Ask Amy: Sparks fly when a “questioner” meets an “obliger”

Dear Amy: My husband is a great guy, who also happens to be a “questioner,” as per Gretchen Ruben’s book “The Four Tendencies: The Indispensable Personality Profiles That Reveal How to Make Your Life Better (and Other People’s Lives Better, Too) (2017, Harmony).

I understand that he processes things by questioning them, but it can be a bit much. We’ve talked about it, but a zebra can’t change its stripes, while I’m left wishing he’d at least develop an awareness of those stripes.

This morning he came into the kitchen while I was eating breakfast and working a crossword puzzle, and he asked if it was going to rain all day. Then he asked what time that night’s party was taking place. Then he asked why it would start so late. Then he asked if it was because the couple was working that day.

Meanwhile, I was trying to find a four-letter word for: “you’re driving me crazy.”

I admit, I kind of snapped. Then he left the room, muttering that he didn’t want to be around me if I was going to be “like that.”

It annoys me that this type of interaction always comes down to him being the nice guy, me being the grouch. But isn’t he being a bit rude too?

I do appreciate that my guy’s trying to interact with me, but where’s the balance? He might never learn to ask fewer questions — so, how do I bear it when he asks too many?

– Don’t Ask Me

Dear Don’t Ask Me: I appreciate the fact that you have conducted your own inquiry into your husband’s personality type. Categorizing him as a “questioner” gives you some insight.

I wonder why he hasn’t done the same in order to understand you better?

You also don’t say what category you fit into. Perhaps you are an “obliger,” which according to this metric means that you, for instance, might feel compelled to immediately answer questions just because they are asked without regard to your own self-interests. Then you “snap,” because you resent the interruption.

The most obvious solution is for you to discipline yourself enough to say, “Honey, can you hang on for a minute? I want to concentrate on this until I’m at a stopping point.” (Pre-empting him with a neutral attitude will help you to avoid being “like that” later.)

And your husband will need to discipline himself enough to delay his queries until you are ready to give him your attention.

(By the way, according to Rubin’s theory, I am also an “obliger,” and I often wish I wasn’t.)

Dear Amy: I am worried that the pandemic has affected my kids’ social skills. After over a year of home-schooling, etc., my three elementary age schoolchildren seem to have lost interest in going out in the world.

Do you have suggestions?

– Concerned Dad

Dear Dad: I would be shocked if the pandemic had not affected your kids’ social skills (it has certainly affected my own…).

These children have been isolated, sometimes frightened, and yanked back and forth through the ups and downs of this worldwide health crisis – and all at a time when they are still growing and developing.

Thoughtful parents like you should respond with patience, encouragement, and oh-so-gentle nudging.

You might start by going on an outing as a family that will take you in safe proximity to other children – a visit to a local playground or out for ice cream.

Rebuild their social schedules by gradually returning to worship services, groups, clubs, sports and camps.

Building social skills takes practice; offer them opportunities to do that.

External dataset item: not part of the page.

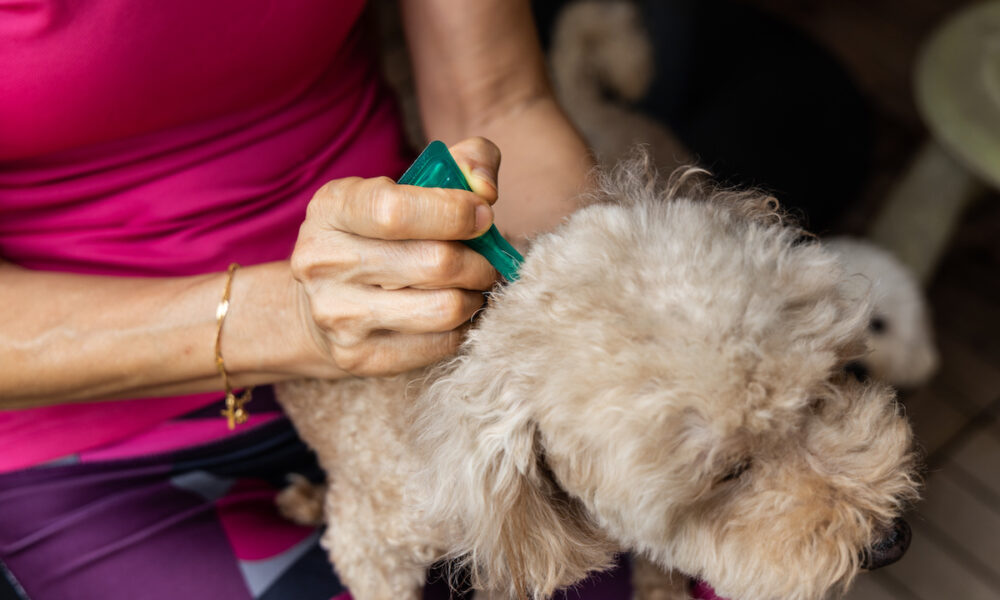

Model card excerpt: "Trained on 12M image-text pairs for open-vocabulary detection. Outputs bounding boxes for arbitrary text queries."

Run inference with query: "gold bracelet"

Be very patient and answer all of their questions to the best of your ability.

Dear Amy: I’m adding to your advice to “Widower,” whose family thinks he’s moving too fast after his wife died.

My father adored my mother for their 53 years of marriage until she died, and he grieved her loss until the day he died. And I was happy for him when he started asking women out for dinner about four months after her death. Several months later, he asked out an old acquaintance, and they immediately became loving partners. I thought it was a testament to his love for Mom that he wanted to love again.

I believe that the human heart has an unlimited capacity to love. My advice to Widower is to let your heart be your guide.

– Leigh

Dear Leigh: This is beautiful. Your attitude is a tribute to both of your parents.